The idea was to detail “the hardest incident we ever had to deal with at Datadog,” Malla said.

Datadog had ample engineering support (but what about the nimble startup that would not have had these resources?). Around 400 engineers were on call to put out what was more than just an outage. They began to recover some of the lost Kubernetes nodes by simply rebooting their instances on Google Cloud. Once the nodes were recovered, they went to work analyzing the logs “Those system logs told us that there was an unattended upgrade on these nodes,”

Since the incident, Datadog has been “working very hard” to build more lifecycle automation blocks that can replace thousands of nodes every day with “minimal impact.”  “And it does that in Kubernetes. As you can imagine, this is a lot of migration.”

Much discussion inevitably was around the profound changes coming and coming with AI. As Tim Hockin, a distinguished engineer, Google Cloud,  said during his keynote “A Vision for Vision — Kubernetes in Its Second Decade.”

“Opportunities and threats” are the top concerns among a number of Kubernetes maintainers, adopters and others entrenched in cloud native expressed when asked about the next 10 years of Kubernetes, he said.

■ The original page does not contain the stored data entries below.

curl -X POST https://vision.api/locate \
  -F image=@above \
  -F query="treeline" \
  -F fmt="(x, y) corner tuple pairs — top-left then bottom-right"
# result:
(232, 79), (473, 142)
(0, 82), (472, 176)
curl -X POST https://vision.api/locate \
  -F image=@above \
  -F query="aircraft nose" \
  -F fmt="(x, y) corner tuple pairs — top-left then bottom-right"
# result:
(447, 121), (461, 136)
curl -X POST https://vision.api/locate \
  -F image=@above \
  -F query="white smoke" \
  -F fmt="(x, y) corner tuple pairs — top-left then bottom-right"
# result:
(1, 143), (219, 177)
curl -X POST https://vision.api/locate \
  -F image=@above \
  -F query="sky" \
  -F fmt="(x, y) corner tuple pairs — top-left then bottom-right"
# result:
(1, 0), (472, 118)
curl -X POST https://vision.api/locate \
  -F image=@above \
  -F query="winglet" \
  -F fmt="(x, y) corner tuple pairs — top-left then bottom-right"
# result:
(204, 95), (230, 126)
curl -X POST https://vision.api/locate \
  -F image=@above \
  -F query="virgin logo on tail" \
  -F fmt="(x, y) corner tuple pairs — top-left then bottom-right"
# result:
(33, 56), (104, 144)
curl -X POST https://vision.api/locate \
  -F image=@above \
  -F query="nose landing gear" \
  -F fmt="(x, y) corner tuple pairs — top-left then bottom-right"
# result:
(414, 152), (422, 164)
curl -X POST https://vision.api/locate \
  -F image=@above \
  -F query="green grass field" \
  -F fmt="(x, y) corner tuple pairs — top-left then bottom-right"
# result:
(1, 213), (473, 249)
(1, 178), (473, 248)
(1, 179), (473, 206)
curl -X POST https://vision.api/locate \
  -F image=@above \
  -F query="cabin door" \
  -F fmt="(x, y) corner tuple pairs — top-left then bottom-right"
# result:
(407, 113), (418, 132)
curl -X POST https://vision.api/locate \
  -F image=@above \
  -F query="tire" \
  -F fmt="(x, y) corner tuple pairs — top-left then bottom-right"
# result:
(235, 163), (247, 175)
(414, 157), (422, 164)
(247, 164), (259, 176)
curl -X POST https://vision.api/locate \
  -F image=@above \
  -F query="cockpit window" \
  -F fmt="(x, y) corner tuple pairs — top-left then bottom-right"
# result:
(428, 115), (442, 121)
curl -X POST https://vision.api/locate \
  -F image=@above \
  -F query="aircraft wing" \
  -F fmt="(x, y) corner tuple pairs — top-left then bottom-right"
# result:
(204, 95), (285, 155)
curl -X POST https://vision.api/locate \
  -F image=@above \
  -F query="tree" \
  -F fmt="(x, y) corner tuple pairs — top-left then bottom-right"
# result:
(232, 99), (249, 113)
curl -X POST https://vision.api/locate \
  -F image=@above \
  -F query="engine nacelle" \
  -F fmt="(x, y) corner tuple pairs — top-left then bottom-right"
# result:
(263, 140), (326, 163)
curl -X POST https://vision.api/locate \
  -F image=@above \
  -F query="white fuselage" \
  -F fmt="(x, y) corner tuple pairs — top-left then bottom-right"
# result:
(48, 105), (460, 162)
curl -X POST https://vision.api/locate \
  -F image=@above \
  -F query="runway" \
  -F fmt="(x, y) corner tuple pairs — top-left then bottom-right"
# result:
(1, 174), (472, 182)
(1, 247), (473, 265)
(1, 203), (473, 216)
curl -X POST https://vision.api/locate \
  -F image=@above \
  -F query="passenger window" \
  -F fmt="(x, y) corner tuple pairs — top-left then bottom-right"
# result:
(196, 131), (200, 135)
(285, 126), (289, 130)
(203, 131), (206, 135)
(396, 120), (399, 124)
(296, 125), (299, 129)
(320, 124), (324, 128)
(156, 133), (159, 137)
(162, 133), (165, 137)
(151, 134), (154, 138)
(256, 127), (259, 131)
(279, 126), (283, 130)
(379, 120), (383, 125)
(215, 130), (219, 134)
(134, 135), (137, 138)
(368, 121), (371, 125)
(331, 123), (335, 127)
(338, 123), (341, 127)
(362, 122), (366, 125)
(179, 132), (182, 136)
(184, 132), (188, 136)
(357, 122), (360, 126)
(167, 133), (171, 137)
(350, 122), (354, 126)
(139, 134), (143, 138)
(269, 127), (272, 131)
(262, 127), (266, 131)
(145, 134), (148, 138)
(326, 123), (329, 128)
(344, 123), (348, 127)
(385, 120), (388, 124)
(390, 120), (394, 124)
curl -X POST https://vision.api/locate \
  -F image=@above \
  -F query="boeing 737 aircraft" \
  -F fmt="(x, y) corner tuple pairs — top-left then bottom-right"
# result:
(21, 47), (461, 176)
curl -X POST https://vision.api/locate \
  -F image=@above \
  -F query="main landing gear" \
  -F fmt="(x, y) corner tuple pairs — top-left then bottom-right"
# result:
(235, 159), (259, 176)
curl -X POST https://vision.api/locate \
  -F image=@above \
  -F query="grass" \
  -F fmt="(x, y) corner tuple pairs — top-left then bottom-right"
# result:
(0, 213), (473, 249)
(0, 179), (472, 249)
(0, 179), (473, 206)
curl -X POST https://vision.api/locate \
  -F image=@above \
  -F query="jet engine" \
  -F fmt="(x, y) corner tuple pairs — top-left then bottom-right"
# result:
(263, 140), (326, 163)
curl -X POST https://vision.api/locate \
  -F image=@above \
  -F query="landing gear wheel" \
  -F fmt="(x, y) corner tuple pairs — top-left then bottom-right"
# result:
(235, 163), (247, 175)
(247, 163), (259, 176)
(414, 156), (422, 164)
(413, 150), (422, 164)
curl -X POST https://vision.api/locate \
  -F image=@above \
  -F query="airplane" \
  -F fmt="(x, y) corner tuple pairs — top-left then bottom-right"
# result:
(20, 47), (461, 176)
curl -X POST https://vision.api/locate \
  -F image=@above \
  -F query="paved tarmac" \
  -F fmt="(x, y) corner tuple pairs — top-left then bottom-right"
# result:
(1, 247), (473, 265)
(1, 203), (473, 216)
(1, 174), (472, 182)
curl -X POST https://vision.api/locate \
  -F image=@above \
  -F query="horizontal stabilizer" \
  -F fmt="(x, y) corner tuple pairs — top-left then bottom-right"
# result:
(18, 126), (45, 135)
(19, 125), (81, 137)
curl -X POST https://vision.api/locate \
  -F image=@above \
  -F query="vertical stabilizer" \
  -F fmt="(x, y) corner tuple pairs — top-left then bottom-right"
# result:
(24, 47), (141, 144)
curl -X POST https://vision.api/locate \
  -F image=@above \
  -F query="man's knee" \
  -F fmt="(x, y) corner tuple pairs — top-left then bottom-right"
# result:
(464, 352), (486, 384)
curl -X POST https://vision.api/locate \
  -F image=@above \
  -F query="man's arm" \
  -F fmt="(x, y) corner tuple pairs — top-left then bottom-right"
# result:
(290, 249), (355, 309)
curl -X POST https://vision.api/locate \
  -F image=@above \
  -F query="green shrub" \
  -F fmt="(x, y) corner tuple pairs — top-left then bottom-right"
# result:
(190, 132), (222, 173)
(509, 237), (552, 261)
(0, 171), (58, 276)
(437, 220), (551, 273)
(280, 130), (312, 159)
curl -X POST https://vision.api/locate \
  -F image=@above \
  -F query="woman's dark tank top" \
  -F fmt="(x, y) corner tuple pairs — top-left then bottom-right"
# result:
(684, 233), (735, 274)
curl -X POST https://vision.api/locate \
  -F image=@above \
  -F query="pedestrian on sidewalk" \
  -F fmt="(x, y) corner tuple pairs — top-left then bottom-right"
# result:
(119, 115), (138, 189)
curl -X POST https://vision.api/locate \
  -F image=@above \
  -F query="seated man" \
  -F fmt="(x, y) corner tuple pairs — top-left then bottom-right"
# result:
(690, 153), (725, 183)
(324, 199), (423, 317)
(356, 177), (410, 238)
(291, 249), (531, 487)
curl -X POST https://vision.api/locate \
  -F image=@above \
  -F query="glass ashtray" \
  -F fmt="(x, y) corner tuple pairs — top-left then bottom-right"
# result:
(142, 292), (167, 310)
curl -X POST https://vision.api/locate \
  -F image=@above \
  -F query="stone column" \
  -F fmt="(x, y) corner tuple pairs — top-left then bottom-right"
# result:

But for AI, how AI will manifest itself during the next two decades remains a mystery and “that’s okay,” Hockin said. “What does that mean for Kubernetes? Honestly, I’m not sure. I don’t really understand it,“ Hockin said.

However, Kubernetes is “really well positioned to be the platform of choice for AI ML and flow,” Hockin said. However, “this conference will show you that but we don’t really know yet all of the things that we’re going to need to do to make it successful so we need to be listening and watching and probing and asking questions,” Hockin said.

In addition to AI, one of the major elephants in the room was the changing climate. Yes, there are many initiatives to reduce computing resources as a way to indirectly reduce CO2 emissions. And as I would argue, it will be the computing frameworks for climate and weather analysis, resource consumption and pure scientific research that are necessary if a solution is to be found.

Already, for Kubernetes and IT in general, CPU consumption alone, and the process of reducing consumption for redundant CPU servers across the cloud and in data centers represent low-hanging fruit to reduce power consumption and thus CO2 emissions.

However, as Niki Manoledaki, a software engineer for Grafana Labs noted during the panel keynote “Environmental Sustainability in the Cloud Is Not a Mythical Creature,” we are just at the starting block unfortunately. “Measuring and reducing the energy and carbon footprint of our software is not very widespread but this is changing and we are seeing momentum,” Manoledaki said.

But already, global temperature warming is close to exceeding the 1.5 degrees Celsius tipping point, and “we have already exceeded this tipping point in certain regions,” Manoledaki said. “It is scary to think about it.”